[CentOS] Cemtos 7 : Systemd alternatives ?

Sat Jul 12 15:08:44 UTC 2014
Lamar Owen <lowen at pari.edu>

[I wasn't going to reply; but after thinking about it for quite a while, 
there are a few points here that deserve just a bit of level-headed 
attention.]

On 07/11/2014 10:53 AM, David G. Miller wrote:
> Les Mikesell <lesmikesell at ...> writes:
>
>> Or, if you want things to respawn, the original init handled that 
>> very nicely via inittab.

Replying to Les' comment:  the original inittab respawn method is 
completely brain-dead, blindly respawning without any thought for what 
conditions might need to be checked, etc.

> Just pointing out one of several approaches to respawning a daemon without
> the overhead of systemd.

Replying to David: So you'd prefer the overhead of cron plus shells plus 
a bit of arcane syntax?  When I first replied to this crontab line, I 
honestly thought you were being tongue-in-cheek.

I have a similar sort of kluge in place, on a CentOS 6 system at a 
client, that uses the autossh package to hold open ssh reverse tunnels; 
reverse tunnels are great when the client's machine is behind a 
known-to-change-frequently dynamic address.
> I went with this approach since the problem is not
> with radvd or its init script but with my IPv6 tunnel provider.

Sounds like something that systemd's concept of process dependencies 
could solve for you with an easier (and non-executable) syntax. Systemd 
provides an 'OnFailure' directive that allows you to do whatever you'd 
like upon failure of an particular 'unit.'  That sort of mechanism might 
allow you to implement the process equivalent of Cisco IOS' IP SLA's.  
(You could mount /etc (and /var) noexec and have /usr and friends 
mounted read-only, even.)

> I wanted
> something that didn't require modifying any of the installed bits.

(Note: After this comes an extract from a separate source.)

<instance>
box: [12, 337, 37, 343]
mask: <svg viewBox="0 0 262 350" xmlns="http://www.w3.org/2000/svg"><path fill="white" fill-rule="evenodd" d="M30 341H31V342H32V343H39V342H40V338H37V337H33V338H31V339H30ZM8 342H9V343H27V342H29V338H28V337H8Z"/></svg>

This is why sysadmin configs for systemd are in /etc and the OS-supplied 
configs are in /usr.  Your /etc 'units' to systemd will override the OS 
installed ones, and are all collected together in one well-defined and 
standard place.

> This
> approach also means that updates to radvd and friends don't overwrite my
> modifications.

This is why sysadmin configs for systemd are in /etc and the OS-supplied 
configs are in /usr.  Your /etc 'units' for systemd will not be touched 
by the updates to the OS-supplied ones.


> Just "playing with" the IPv6 stuff so having it down for up
> to five minutes also isn't a problem.  The source of the problem goes away
> when my ISP provides IPv6 and I don't need to tunnel IPv6 in IPv4 anymore.

If you can figure out IPv6 then systemd should be no sweat.

> I look at systemd as being yet another nuclear fly swatter.  Overkill for
> simple problems that can and should be be addressed at the problem without a
> sweeping, system level change.
I have done all of the various init styles at various times, so I make 
this statement having 27 years of experience dealing with Unix-like 
systems (I won't bore anyone with the list): in my quick perusal of 
systemd and its documentation, I'm cautiously optimistic that maybe 
finally we have something that a sysadmin can really make sing.  Time 
will tell, of course, whether systemd actually addresses the core 
problems or not; we've already had one round of an init replacement, 
Upstart, that didn't succeed in fully addressing the core problems (but 
will be with us until 2020 as part of EL6).  And I always reserve the 
right to be wrong.

But traditional SystemV init last appears in EL5, which, while it is 
still supported until 2017, is two major versions old at this point. And 
in case you missed the announcement from Red Hat, EL5.11 is the last 
minor version update of EL5, with subsequent updates being released as 
they come and not batched into point releases.  (I now know my last 
targeted version for IA64 rebuilding, which is good.....as long as I can 
put in some automation to grab updates from then on).